Fairly low standard deviations of DIV algorithm in different noise conditions are found in Table 2. Less than 6% mean standard deviation by using DIV algorithm to estimate mean velocity is observed. Therefore, it is steady when Gaussian white noise is added with mean of 0 and variance range of 0.1–0.5, which indicates that the mean velocity estimated by DIV has very low sensitivity to SNR. Mean velocity estimated using DIV in vivo data can be observed to show better performance compared with IWMV and MXV at the same SNR level. These results point toward robust mean velocity estimation of DIV algorithm with low sensitivity to SNR. When the noise level is very high, the algorithm MXV fails completely and the PFOM mean of each set of data is very small, as shown in Fig. 5, so the standard deviation is very small. Therefore, there will be such a case that the standard deviation is small in Table 2.
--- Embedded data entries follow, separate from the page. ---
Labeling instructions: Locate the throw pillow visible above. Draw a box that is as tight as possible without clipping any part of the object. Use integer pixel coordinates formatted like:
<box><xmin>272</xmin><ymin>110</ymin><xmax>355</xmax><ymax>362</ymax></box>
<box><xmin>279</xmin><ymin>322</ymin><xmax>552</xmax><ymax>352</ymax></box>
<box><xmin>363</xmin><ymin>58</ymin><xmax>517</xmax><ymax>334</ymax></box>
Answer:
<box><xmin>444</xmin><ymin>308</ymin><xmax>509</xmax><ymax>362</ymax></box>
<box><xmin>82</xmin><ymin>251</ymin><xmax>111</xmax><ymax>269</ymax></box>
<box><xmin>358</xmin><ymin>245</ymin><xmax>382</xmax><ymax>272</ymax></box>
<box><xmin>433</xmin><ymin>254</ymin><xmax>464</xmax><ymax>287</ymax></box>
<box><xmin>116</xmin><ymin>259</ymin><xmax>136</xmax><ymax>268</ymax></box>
PFOM mean of DIV, IWMV, and MXV algorithms by varying variance of Gaussian white noise from 0.01 to 0.05 when mean of Gaussian white noise is 0.
4. Conclusion
In this paper a robust ultrasound blood volume flow estimation algorithm based on multigate (RMG) and an accurate double iterative algorithm for estimating the mean velocity (DIV) have been presented. Based on the multigate method, the velocity and volume flow of each sub sampling gate can be estimated, which provides clinicians with detail information on the local velocity distribution. Experiments to test the performance of the DIV algorithm were done for different SNR levels. Low errors in mean velocity estimation are observed. Mean standard deviation of the mean velocity estimation is 5.34% and is significantly low. The stability in PFOM calculation for different SNR levels suggest that the DIV algorithm is robust and with low sensitivity to SNR. The RMG algorithm is tested in a custom-designed experimental setup, Doppler phantom and imitation blood flow control system. Less than 5% mean error suggests that the RMG algorithm provides better performance compared with the existing volume flow estimation algorithms. Estimation of accurate blood volume flow in ultrasound Doppler blood flow spectrograms is of important guiding significance for monitoring cardiovascular diseases. Therefore, the stability and robustness of the proposed algorithm shows that it can be widely applied to real-time blood volume flow estimation in clinical practice, which can be useful in monitoring cardiovascular diseases. In summary, we are optimistic about the potential of this new approach to blood volume flow estimation for use in future medical instruments.
Acknowledgement
The authors would like to thank the engineers at the Saset (Chengdu) Inc. who contributed to the experimental works done in Saset’s commercial ultrasound machine (iNSIGHT 23R).